役者としての塚本晋也は強烈すぎるので、使い方に注意が必要なんじゃないかと思う。「六月の蛇」でもそう思ったのだけれど、塚本の顔や声を既に刷り込まれている鑑賞者にとっては、塚本が出てきて演じるだけで、いろいろなイメージが頭の中にわいてしまって、ストーリーを追うことをジャマしてしまうのではないかと(エラそうに一般論として書いてしまった。とりあえず、僕はそう思っている、というだけなのだけど)。

何がピンとこなかったのだろう。そもそも僕が話をきちんと追えてないのか。整理してみよう。

描かれる世界

  • 「0」は電話で話した者の夢に入る
  • 「0」に夢で殺される人は、寝ながら自分を傷つけて死なせてしまう
  • 松田龍平は人の夢に入って「0」を止めることができる
  • 松田龍平は人の心の声を聞くことができる
  • 松田龍平は子供のころ母親に嫌われ、殺されかけた
  • 「0」は妹と焼却炉に入れられ、そのときに妹が死んだ (おにいちゃん助けて)

話の進め方

  • 自殺者数名、携帯の最後の話し相手はどちらも「0」
  • 「0」と話した刑事が自殺
  • 主人公も「0」と話し、松田龍平に主人公の夢に入るよう依頼
  • 主人公、眠気との戦い(でも眠らなきゃ、犯人を捕まえられない気もする)
  • 主人公の夢の中で「0」と松田龍平が対決
  • 「0」死亡、めでたし

ふーむ。松田龍平と「0」の子供のころの思い出(トラウマ)はあんまり関係ないんだよな。松田龍平が人の心の声を聞けることについても同じ。説明不足だったり、収束しない伏線や設定があることは必ずしもその映画を好きになれない理由にはならないのだけれど、やっぱりこの映画はピンとこない。

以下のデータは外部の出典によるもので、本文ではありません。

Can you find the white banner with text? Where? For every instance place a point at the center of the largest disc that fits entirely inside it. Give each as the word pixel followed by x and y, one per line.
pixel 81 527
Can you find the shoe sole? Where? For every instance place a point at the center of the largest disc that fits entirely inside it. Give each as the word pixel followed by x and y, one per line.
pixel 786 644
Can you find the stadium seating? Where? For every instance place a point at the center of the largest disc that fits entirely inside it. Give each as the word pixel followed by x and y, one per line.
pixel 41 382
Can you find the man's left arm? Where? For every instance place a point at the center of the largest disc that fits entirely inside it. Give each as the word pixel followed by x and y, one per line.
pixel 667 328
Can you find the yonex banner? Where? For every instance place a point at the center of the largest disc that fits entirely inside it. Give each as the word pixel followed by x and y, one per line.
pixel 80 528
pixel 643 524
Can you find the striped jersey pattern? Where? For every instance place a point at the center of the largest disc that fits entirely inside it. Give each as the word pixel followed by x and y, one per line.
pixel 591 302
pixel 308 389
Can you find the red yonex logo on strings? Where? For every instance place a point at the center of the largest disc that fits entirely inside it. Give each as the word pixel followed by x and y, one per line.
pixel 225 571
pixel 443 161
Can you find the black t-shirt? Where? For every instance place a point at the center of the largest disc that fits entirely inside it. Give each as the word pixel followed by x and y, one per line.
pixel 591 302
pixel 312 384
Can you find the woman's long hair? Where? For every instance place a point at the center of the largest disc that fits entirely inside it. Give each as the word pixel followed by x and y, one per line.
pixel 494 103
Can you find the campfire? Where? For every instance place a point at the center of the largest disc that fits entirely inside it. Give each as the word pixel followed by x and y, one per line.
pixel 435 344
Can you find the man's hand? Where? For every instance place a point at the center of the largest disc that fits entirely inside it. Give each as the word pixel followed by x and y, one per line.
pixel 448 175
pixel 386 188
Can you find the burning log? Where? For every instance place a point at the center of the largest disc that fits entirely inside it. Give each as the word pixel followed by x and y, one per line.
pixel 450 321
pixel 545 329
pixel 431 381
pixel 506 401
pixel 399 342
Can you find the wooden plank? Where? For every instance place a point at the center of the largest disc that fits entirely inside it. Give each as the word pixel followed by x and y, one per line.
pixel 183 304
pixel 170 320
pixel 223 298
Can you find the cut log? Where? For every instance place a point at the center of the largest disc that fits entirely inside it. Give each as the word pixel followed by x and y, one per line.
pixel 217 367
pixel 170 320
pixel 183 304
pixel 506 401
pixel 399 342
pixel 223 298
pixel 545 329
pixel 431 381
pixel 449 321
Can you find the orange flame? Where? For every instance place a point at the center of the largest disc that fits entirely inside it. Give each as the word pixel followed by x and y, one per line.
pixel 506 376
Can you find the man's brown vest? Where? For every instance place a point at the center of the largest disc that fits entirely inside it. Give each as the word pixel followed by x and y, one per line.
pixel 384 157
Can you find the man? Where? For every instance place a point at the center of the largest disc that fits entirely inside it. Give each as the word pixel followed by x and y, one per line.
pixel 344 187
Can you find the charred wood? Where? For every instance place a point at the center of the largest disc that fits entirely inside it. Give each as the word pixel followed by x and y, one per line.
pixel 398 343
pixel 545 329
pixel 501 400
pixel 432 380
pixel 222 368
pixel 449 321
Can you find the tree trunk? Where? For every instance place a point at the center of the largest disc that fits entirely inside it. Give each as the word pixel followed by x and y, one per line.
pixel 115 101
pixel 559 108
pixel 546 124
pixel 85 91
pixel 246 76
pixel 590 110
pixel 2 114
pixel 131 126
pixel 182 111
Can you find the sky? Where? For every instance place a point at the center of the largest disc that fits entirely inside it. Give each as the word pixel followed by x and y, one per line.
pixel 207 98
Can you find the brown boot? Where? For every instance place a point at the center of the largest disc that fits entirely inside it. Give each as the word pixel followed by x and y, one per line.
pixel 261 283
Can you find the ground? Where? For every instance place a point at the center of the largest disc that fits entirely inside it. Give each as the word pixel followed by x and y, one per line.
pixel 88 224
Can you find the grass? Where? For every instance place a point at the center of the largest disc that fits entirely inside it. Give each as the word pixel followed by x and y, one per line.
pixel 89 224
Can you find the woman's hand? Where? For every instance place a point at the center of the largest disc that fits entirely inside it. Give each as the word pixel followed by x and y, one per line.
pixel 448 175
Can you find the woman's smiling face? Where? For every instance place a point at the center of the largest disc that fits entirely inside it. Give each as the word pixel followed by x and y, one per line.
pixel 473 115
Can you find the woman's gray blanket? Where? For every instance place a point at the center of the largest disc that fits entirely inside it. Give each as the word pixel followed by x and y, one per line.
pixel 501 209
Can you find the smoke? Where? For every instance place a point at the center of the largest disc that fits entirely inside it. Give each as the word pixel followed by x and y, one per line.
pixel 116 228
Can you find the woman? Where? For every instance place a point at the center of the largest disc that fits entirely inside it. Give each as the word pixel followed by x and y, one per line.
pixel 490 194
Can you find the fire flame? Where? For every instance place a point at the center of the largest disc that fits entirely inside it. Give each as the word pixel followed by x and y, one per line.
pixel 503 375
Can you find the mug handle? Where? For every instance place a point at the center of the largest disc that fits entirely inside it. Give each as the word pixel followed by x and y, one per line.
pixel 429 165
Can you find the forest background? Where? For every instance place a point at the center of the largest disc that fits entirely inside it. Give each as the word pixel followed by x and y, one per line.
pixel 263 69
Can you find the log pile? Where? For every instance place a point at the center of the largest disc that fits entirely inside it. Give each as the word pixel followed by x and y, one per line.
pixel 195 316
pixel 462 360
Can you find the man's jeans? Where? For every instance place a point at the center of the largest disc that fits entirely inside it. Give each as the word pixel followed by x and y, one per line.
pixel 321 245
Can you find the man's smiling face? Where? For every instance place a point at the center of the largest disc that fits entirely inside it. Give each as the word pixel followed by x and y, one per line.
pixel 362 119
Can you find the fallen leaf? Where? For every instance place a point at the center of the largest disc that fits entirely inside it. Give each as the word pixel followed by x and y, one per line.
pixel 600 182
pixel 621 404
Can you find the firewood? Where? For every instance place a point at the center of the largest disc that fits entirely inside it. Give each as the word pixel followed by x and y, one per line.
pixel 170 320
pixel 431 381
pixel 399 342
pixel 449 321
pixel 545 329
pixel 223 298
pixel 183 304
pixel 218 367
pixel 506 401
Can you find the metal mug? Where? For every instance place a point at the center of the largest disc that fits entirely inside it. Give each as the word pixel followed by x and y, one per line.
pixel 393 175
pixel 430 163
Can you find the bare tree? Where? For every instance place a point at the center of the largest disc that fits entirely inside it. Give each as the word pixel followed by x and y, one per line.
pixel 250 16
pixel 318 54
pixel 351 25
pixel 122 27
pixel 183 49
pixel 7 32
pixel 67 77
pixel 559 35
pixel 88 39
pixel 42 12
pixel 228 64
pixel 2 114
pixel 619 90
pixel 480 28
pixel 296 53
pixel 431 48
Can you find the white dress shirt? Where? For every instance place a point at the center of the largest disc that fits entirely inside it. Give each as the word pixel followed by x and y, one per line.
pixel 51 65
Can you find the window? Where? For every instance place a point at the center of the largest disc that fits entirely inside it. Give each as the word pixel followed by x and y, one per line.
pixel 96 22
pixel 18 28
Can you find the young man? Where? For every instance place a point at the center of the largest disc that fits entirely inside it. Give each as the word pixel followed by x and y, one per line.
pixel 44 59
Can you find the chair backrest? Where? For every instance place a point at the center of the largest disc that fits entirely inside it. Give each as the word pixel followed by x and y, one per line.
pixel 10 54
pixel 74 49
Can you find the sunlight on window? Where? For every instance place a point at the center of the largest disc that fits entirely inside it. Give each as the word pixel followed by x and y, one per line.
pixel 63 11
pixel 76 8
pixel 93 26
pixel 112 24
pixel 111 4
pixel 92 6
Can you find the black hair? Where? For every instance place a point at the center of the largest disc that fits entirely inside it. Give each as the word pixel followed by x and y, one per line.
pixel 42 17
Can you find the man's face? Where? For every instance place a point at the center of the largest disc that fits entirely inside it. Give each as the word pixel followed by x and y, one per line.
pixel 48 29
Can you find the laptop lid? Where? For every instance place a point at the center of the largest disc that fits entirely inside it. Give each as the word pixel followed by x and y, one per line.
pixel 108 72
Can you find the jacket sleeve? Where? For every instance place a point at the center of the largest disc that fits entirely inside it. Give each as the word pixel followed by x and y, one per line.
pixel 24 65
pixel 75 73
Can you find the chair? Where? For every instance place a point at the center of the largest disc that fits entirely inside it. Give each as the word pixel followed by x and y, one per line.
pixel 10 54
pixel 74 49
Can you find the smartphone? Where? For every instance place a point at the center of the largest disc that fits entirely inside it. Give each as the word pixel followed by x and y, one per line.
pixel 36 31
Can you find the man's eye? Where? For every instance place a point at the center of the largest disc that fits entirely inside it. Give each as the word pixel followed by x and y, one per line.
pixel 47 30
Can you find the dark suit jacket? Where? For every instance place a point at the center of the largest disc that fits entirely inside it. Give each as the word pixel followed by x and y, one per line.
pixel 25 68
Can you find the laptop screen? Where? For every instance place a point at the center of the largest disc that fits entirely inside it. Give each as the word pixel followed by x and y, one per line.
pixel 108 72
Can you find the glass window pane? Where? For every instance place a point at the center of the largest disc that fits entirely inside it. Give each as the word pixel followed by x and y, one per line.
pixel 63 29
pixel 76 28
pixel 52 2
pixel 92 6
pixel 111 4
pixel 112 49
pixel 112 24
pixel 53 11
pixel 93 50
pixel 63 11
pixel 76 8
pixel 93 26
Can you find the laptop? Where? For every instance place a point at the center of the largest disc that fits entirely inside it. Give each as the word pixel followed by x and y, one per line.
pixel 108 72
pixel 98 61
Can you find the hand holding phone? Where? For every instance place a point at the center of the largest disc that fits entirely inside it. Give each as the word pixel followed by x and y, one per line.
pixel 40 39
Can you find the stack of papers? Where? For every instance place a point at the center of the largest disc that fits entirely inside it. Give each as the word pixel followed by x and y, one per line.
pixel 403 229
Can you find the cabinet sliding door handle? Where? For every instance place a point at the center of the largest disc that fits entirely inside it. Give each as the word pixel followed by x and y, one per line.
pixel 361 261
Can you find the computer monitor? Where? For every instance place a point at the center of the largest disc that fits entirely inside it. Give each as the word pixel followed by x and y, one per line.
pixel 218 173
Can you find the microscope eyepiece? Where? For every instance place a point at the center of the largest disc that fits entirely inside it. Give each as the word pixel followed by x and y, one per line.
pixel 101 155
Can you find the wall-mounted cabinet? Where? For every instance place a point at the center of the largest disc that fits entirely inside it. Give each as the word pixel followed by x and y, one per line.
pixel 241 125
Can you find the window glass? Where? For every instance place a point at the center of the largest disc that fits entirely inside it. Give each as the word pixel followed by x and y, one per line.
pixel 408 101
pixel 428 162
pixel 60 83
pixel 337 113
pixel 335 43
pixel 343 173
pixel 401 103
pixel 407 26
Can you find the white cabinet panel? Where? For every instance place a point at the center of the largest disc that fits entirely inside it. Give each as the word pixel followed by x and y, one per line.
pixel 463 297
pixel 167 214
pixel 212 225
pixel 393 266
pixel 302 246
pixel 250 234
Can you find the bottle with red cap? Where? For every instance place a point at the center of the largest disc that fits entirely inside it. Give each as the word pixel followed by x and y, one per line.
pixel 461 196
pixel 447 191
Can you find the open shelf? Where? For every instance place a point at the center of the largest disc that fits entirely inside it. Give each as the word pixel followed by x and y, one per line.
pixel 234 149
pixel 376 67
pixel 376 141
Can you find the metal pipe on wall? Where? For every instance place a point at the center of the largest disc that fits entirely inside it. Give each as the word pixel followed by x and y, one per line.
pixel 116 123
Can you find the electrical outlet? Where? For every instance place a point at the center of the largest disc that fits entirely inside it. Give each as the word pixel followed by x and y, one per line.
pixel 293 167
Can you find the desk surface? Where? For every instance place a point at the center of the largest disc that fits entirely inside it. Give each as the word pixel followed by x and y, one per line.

訳の分からない存在に出会って災難にあう、という筋立ては塚本のこれまでの映画と共通なのかもしれないけれど、災難の部分がエンターテイメントとしてみることができず、共感できるわけでもなかったことが「悪夢探偵」を好きになれないポイントなのかもしれない。登場人物の設定があんまり面白くないことも僕にとってはマイナスなのかも。

塚本の映画の映画において、登場人物が災難に対して合理的な対応をおこなうことはあまりなく、音だったり映像だったりのパワーで一気に押し切っちゃうことが多いのではないかと思うし、そういうところが好きだったりするのだけれど、災難に対する合理的な対応が欠如していることを見えなくするくらいのパワーがないと見る側の気持ちの落ち着きどころがなくなってしまうのかもしれない。